The Nigerian Electricity Regulatory Commission (NERC) has decried the absence of a policy on renewable energy in the country, saying the development is retarding the contribution of solar energy to the power supply.
Speaking at the Nigeria Photovoltaic Energy Conference, Solarcon 2014, held in Lagos at the weekend, NERC’s Deputy General Manager in charge of Research and Development, Mr. Imamudeen Talba said Nigeria had all the potentials for solar power but lacked policies and legislations to drive this renewable energy option.
“The problem we have in solar in Nigeria, particularly renewable is absence of policies, regulatory challenges and other challenges. Why is it that we do not have adequate solar projects in Nigeria, despite all the potentials that we have? When we go to international for a, we find ourselves embarrassed because most of the West African countries have structured processes for renewable.

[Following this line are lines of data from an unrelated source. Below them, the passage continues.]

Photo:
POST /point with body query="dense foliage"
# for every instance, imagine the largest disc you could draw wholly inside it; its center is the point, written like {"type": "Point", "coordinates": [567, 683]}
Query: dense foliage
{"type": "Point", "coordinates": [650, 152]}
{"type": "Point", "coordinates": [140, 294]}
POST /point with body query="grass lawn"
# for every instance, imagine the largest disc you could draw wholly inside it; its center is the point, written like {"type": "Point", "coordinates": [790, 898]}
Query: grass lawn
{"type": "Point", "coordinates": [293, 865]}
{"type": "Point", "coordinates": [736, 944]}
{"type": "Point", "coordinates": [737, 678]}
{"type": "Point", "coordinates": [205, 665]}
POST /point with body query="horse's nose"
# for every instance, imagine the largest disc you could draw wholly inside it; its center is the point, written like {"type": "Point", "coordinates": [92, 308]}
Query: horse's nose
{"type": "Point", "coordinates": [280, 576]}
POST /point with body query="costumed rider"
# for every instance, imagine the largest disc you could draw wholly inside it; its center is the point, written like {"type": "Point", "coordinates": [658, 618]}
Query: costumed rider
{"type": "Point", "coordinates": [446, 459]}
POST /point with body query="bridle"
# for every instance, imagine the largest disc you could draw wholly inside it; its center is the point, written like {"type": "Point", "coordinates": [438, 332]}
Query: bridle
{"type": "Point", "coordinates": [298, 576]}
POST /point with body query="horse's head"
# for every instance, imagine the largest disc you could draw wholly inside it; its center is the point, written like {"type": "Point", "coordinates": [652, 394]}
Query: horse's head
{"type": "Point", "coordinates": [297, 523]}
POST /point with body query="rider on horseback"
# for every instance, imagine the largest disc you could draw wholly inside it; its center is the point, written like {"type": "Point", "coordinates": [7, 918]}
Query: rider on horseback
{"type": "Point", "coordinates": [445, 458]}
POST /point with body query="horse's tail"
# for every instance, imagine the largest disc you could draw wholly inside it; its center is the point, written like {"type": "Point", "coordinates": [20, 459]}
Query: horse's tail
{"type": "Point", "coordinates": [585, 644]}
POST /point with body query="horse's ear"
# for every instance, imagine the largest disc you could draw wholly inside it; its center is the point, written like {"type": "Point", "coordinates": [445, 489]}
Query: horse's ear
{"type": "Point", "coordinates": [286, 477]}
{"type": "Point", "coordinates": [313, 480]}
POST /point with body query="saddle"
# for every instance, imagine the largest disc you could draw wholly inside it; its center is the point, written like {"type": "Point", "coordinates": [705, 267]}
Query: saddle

Some countries have gone to the extent of making legislations for renewable; some countries have policies for renewable energy but Nigeria does not have,” he explained.
He said grid-connected solar power faced a lot of challenges in the country, adding that grid supplies are usually the cheapest option in areas with high load densities, as well as in areas near the grid.
However, Talba said a number of challenges militates against grid-connected solar energy.
He listed the challenges to include high costs of installation and wiring; large land area required and the fact that solar power is not dispatchable, that is, cannot respond to automatic generation control signals from the control centre.
Talba also stated that connecting small, isolated villages to a grid can be expensive because of the necessary investment in transmission lines, poles, transformers, and other infrastructure.
“Solar PV power come in relatively small size and are best connected to low voltage lines whereas NBET buys power only at transmission voltage,” he said.
According to him, the National Energy Policy provides for increase renewable share of power supply, adding also that the yet-to-be approved draft renewable energy master plan provides for 18 per cent of the electricity installed capacity from renewable energies not including the existing large hydropower by the year 2020.
He argued that the country should effectively harness solar energy resources and integrate them with other energy resources.
Talba also called for the promotion of the use of efficient solar energy conversion technologies, such as use of photo-voltaic and concentrated solar panels for power generation.
He also called on the Federal Government to intensify efforts to increase the percentage of solar energy in the present energy mix.
To encourage investment in renewable energy, Talba listed the incentives that are implied in the feed-in tariff to include guaranteed market; priority grid connection and offtake ; simplified licensing /permit process; concessionary tariff rates and facilitated land acquisition/ site access.
Other recommended policy incentives, according to him, include tax holidays; import duty exemptions; investment tax credits.
He said NERC on its part, had initiated regulatory instruments to drive solar energy in the country.
He identified the regulatory instruments provided by the agency to include feed-in tariff methodology; draft standard power purchase agreement (PPA); draft licensing guideline; interconnection guidelines; draft incentive proposal and embedded generation regulation.
According to him, feed-in tariffs refer to a minimum guaranteed price per unit of produced electricity as approved by the regulator, to be paid to the producer, or as a premium in addition to market electricity prices.
“Regulatory measures are usually applied to impose an obligation on electricity utilities to pay the (independent) renewable energy power producer a price as specified by the government. The level of the tariff is commonly set for a number of years to give investors security on income for a substantial part of the project lifetime. Nigeria is currently assessing the various regulatory, policy and incentive options, given that each approach has its pros and cons,” he added.